The U.S. Agriculture Department’s Animal and Plant Health Inspection Service disclosed an uptick in reports of unsolicited packages of seeds starting in late July.
“USDA is also working with e-commerce companies to remove online sellers that are illegally importing or facilitating the illegal import of propagative materials, including seeds,” the agency said in a statement on its website. “We have also intensified our engagement with e-commerce companies to ensure they and the sellers who use their platforms are complying with USDA regulations.”
The Animal and Plant Health Inspection Service said the unsolicited packages appeared to be a part of a “brushing scam,” in which an online seller ships an inexpensive product to an unwitting receiver and then submits positive reviews on the recipient’s behalf with a goal of boosting the seller’s ratings and visibility online. The agency said there was no reason to suspect agroterrorism, in which biological agents are used to harm the nation’s food supply.

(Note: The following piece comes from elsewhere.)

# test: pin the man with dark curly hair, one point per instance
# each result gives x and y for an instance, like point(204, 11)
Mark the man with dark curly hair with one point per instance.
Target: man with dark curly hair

As of Aug. 31, the inspection service had collected more than 8,500 packages of seeds and had examined more than 2,400 individual seed packets. It said it had identified more than 300 seed species, including cabbage, hibiscus, lavender, mint, morning glory, mustard, rose, rosemary and sage.
The seeds pose no known health risks, the inspection service said. The main concern is that the seeds could negatively affect U.S. agriculture by introducing seed-borne viruses and other diseases.
Many of the seed packets came in white or yellow envelopes that were labeled to indicate they contained jewelry. State agriculture officials released photographs of white pouches bearing the words “China Post” and Chinese characters noting the contents as “ring.” The inspection service asked those who received unsolicited packages of seeds to fill out an online form and mail in the seeds or contact their state plant health director for no-contact pickup.